BinaryEPPM: Fitting of EPPM models to binary data.

View source: R/BinaryEPPM.R

BinaryEPPMR Documentation

Fitting of EPPM models to binary data.

Description

Fits regression models to under- and over-dispersed binary data using extended Poisson process models.

Usage

BinaryEPPM(formula, data, subset = NULL, na.action = NULL, 
       weights = NULL, model.type = "p only", 
       model.name = "EPPM extended binomial", link = "cloglog", 
       initial = NULL, method = "Nelder-Mead", 
       pseudo.r.squared.type = "square of correlation", control = NULL)

Arguments

formula

Formulae for the probability of a success p and scale-factor. The object used is from the package Formula of Zeileis and Croissant (2010) which allows multiple parts and multiple responses. "formula" should consist of a left hand side (lhs) of single response variable and a right hand side (rhs) of one or two sets of variables for the linear predictors for the mean and (if two sets) the variance.

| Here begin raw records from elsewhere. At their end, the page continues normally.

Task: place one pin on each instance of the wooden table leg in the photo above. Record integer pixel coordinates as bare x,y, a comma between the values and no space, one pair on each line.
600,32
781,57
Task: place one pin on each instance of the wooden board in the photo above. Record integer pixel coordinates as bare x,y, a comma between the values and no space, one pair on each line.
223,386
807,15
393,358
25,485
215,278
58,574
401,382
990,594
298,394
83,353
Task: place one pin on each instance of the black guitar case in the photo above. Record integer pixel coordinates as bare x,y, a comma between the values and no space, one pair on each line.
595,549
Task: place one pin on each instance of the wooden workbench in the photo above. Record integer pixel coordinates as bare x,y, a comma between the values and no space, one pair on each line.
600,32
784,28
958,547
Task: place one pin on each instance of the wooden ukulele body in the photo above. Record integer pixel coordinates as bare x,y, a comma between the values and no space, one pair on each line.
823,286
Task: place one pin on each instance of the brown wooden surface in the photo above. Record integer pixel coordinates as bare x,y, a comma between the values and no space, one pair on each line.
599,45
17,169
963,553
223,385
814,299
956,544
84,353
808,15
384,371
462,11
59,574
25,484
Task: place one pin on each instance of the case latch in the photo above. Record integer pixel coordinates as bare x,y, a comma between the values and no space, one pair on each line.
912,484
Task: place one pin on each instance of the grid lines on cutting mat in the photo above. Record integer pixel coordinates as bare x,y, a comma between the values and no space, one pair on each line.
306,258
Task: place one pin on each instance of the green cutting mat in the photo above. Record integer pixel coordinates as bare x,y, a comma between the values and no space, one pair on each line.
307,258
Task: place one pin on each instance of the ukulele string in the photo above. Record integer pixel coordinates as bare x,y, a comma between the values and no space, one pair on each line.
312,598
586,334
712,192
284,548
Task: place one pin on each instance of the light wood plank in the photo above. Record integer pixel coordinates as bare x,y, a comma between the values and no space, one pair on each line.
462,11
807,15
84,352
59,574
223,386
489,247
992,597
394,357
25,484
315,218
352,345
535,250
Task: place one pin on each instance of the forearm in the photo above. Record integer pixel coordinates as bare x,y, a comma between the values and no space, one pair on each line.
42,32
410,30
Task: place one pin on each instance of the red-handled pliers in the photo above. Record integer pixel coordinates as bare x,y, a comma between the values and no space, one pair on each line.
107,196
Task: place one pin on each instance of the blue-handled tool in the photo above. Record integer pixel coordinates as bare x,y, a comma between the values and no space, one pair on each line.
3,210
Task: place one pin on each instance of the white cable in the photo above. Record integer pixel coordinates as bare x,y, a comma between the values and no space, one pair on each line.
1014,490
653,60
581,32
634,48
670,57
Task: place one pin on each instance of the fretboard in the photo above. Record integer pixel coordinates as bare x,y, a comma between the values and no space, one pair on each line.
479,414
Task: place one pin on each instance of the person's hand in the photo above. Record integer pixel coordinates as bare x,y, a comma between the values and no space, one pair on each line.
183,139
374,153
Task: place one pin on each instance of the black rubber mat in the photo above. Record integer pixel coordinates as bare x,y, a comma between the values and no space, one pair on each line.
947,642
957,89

This is as used for the R function "glm" and also, for example, as for the package "betareg" (Cribari-Neto and Zeileis, 2010). The function identifies from the argument data whether a data frame (as for use of "glm") or a list has been input. The list should be exactly the same as for a data frame except that the response variable is a list of vectors of frequency distributions rather than two vectors of paired counts of number responding (r) out of number tested as for the data frame. The subordinate functions fit models where the response variables are "p.obs", or "scalef.obs" according to the model type being fitted. The values for these response variables are not input as part of "data", they are calculated within the function from a list of grouped binary data input. If the "model.type" is "p only", "formula" consists of a lhs of the response variable and a rhs of the terms of the linear predictor for the mean model. If the "model.type" is "p and scale-factor" there are two sets of terms in the rhs of "formula" i.e., "p.obs" and "scalef.obs" together with the two sets of terms for the linear predictors of p and scale-factor.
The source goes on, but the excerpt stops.